We’d heard good things about Albi but seeing really is believing. We had a good view of it as we drove in from the south west; it’s a big cosmopolitan city with a cathedral which towers over the surrounding buildings. Walking towards the centre from where we’d parked we passed grand fountains, formidable looking stone and slate mansions and modern plazas, before entering the old part of the city. Three bridges span the Tarn; overlooking them the massive St Cecile Cathedral and the Bishop’s Palace. Underneath the latter is the Toulouse Lautrec Museum. It was only when we saw it written on the wall that we realised the artist’s name is made up from two places we’d just been to.
A delicious smelling pizza parlour right outside the Cathedral enticed us in at lunchtime; it started raining while we ate and despite being the last two people left in the place when it closed it hadn’t stopped and we still looked like drowned rats when we finally got back to the van. Towelled off and in dry clothes we left Albi in the general direction of Millau via the Tarn Gorges.

On the road down the valley from Requista we found a good looking lay-by and as we pulled up we realised that we were parked under a big Sweet Chestnut tree.
The ground was strewn with spiny cases and we spent half an hour or so collecting a bag full. We had some for starters but we put most of them away to give to people at Christmas.

It rained most of Sunday night and Monday morning. After breakfast we drove alongside the Tarn as much as we could; there was a road closed at Brousse-le-Chateau which meant a bit of a detour up some very wiggly stuff but it all adds to the fun. We had the video camera running for a lot of it; when we get a faster hook-up we'll put some of it on Youtube. We left the river at St-Rome-de-Tarn and climbed up to Montjaux where there is a fantastic view of the Millau bridge, then carried on with some more windy roads through St-Beauzely to join the southbound A75 just before the tolls. We stopped in the Millau Services and walked up to the viewpoint. The bridge takes your breath away; the facts and figures are astonishing, especially when you realise that apart from being the biggest, longest, highest whatever, it also climbs and curves. When the French show off they do it well! We drove over it in a cross wind but the plexi-glass barriers mean you hardly notice. It’s a long way down though! We came off the motorway at the next junction and stopped for the night in a lay-by overlooking the Cernon valley. On Tuesday morning we drove into Roquefort-s-Soulzon; famous for its cheese. There was a convenient campervan services so we pulled in to top up with water. We’d bought a lay-flat hosepipe in a supermarket and this was to be its first use. Dave connected it to the tap and turned it on; at first we thought it had a pin-hole leak, then we saw another one, then another, then we both fell about laughing. In our happy ignorance we’d managed to buy an irrigation hose!

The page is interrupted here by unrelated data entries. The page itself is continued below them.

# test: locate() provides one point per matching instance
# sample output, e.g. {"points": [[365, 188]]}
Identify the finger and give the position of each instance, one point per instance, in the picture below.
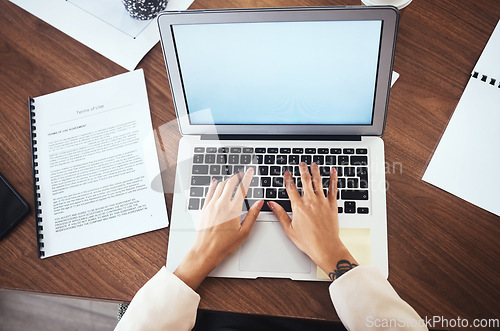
{"points": [[231, 183], [251, 217], [332, 188], [316, 178], [291, 189], [281, 215], [306, 178], [211, 191], [241, 190]]}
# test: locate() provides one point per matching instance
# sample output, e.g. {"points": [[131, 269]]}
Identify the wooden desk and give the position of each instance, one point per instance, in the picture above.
{"points": [[443, 252]]}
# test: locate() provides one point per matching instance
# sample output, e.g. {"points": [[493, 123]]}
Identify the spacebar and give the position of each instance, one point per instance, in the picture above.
{"points": [[284, 203]]}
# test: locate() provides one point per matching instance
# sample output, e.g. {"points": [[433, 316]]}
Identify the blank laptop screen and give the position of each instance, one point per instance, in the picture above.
{"points": [[318, 72]]}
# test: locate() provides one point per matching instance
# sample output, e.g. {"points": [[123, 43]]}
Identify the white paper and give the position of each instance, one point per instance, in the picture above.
{"points": [[103, 25], [466, 161], [96, 160]]}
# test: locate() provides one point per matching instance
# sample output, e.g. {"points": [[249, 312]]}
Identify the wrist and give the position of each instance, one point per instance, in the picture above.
{"points": [[194, 268], [329, 262]]}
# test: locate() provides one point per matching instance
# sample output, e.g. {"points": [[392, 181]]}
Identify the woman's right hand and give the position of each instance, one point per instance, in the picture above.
{"points": [[314, 228]]}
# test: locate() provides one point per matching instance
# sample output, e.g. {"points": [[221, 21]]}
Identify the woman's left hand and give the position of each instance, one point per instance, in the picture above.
{"points": [[220, 230]]}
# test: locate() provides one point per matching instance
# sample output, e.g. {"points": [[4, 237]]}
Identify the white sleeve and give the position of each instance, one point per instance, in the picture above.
{"points": [[364, 299], [163, 303]]}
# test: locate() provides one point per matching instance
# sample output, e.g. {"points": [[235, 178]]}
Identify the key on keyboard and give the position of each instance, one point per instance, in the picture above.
{"points": [[271, 163]]}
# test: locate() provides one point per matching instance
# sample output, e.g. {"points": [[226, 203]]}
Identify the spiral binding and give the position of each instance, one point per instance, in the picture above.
{"points": [[36, 179], [484, 78]]}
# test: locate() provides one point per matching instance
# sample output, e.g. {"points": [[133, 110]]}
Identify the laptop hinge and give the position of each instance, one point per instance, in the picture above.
{"points": [[281, 137]]}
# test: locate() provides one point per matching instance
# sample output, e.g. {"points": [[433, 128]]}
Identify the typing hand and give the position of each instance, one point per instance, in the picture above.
{"points": [[220, 231], [315, 226]]}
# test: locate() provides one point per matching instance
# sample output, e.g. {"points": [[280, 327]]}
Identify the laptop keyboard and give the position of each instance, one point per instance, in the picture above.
{"points": [[270, 163]]}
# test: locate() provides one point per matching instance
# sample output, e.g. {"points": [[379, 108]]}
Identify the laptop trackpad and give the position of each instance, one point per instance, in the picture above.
{"points": [[268, 249]]}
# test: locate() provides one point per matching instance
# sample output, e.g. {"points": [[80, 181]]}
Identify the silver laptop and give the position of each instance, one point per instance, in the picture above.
{"points": [[269, 88]]}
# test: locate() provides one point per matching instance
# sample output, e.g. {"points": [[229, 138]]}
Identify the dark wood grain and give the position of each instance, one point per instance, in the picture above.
{"points": [[443, 251]]}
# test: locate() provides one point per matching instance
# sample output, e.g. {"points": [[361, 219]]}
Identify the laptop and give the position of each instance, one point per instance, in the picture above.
{"points": [[269, 88]]}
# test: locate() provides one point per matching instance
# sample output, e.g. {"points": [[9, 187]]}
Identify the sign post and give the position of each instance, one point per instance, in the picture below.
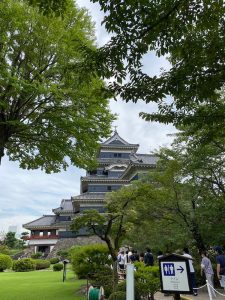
{"points": [[130, 282], [65, 262], [175, 275]]}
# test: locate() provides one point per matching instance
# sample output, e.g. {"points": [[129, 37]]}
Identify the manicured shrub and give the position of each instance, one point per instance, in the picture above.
{"points": [[36, 255], [42, 264], [64, 254], [147, 280], [119, 295], [54, 260], [58, 267], [24, 265], [104, 277], [4, 250], [5, 262], [89, 259]]}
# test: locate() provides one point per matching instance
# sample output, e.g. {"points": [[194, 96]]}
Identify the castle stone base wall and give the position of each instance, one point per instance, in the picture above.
{"points": [[69, 242]]}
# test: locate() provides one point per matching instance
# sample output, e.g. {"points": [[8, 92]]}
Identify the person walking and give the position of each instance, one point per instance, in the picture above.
{"points": [[121, 260], [192, 270], [148, 258], [206, 267], [220, 267]]}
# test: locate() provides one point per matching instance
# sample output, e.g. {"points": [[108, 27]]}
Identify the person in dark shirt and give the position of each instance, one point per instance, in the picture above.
{"points": [[220, 267], [148, 258]]}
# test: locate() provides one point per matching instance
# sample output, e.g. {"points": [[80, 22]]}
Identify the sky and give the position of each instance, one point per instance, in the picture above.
{"points": [[27, 195]]}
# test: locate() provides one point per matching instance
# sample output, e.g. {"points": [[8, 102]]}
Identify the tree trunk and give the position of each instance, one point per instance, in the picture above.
{"points": [[197, 237], [3, 140]]}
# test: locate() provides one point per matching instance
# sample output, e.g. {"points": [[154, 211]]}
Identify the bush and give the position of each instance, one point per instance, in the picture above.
{"points": [[64, 254], [5, 262], [58, 267], [42, 264], [104, 277], [119, 295], [89, 259], [147, 280], [54, 260], [36, 255], [4, 250], [24, 265]]}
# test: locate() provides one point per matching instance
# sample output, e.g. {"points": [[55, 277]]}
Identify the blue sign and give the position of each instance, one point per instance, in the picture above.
{"points": [[168, 269]]}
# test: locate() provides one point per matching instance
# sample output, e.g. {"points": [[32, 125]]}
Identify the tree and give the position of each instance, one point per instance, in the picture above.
{"points": [[51, 7], [182, 201], [189, 33], [53, 106], [113, 225], [10, 239]]}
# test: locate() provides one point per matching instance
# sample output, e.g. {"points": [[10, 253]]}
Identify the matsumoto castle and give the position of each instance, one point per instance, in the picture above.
{"points": [[118, 164]]}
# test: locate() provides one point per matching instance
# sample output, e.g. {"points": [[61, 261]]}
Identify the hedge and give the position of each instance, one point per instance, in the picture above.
{"points": [[5, 262], [89, 259], [58, 267], [42, 264]]}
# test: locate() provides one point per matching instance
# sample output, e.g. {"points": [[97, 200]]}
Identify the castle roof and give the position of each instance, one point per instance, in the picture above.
{"points": [[65, 207], [89, 197], [137, 163], [115, 141], [44, 222]]}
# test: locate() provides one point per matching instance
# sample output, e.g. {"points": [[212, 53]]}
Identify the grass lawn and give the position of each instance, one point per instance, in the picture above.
{"points": [[39, 285]]}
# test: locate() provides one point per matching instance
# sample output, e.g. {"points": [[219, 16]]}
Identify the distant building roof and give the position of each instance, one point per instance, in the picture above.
{"points": [[139, 162], [140, 159], [116, 141], [65, 207], [89, 195], [44, 221]]}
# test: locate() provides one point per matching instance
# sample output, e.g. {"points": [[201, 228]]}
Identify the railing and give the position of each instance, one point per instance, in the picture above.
{"points": [[39, 237]]}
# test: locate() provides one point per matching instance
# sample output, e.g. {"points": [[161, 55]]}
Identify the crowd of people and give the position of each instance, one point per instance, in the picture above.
{"points": [[132, 256]]}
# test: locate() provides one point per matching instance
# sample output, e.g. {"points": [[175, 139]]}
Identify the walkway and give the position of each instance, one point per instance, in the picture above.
{"points": [[202, 295]]}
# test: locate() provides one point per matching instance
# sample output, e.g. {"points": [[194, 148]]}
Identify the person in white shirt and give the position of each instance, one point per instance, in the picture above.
{"points": [[121, 260], [192, 271], [206, 267]]}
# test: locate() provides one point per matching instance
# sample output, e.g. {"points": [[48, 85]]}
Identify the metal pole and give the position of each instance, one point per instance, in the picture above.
{"points": [[209, 290], [130, 282]]}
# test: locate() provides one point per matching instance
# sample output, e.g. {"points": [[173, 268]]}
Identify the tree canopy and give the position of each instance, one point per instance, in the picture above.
{"points": [[189, 33], [53, 106]]}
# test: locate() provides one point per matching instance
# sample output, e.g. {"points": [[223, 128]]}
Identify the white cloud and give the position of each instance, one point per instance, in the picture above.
{"points": [[27, 195]]}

When the water tank was finally full we parked up and went for a walk up through the town. There are seven Roquefort Cheese makers all within a strict 3km x 200m boundary; we went to Papillion where we were treated to a film and a free guided tour of the factory and cellars. It was fascinating; the mould that makes the green veins is cultured in part-baked bread left in the caves where the cheese matures, then ground up and added to the cheese with the rennet in tiny amounts.

We left Roqufort with our cheese quarter in the fridge and set off towards Beziers and the Mediterranean, stopping for the night in a big lay-by along with half a dozen artics. Dave felt quite at home!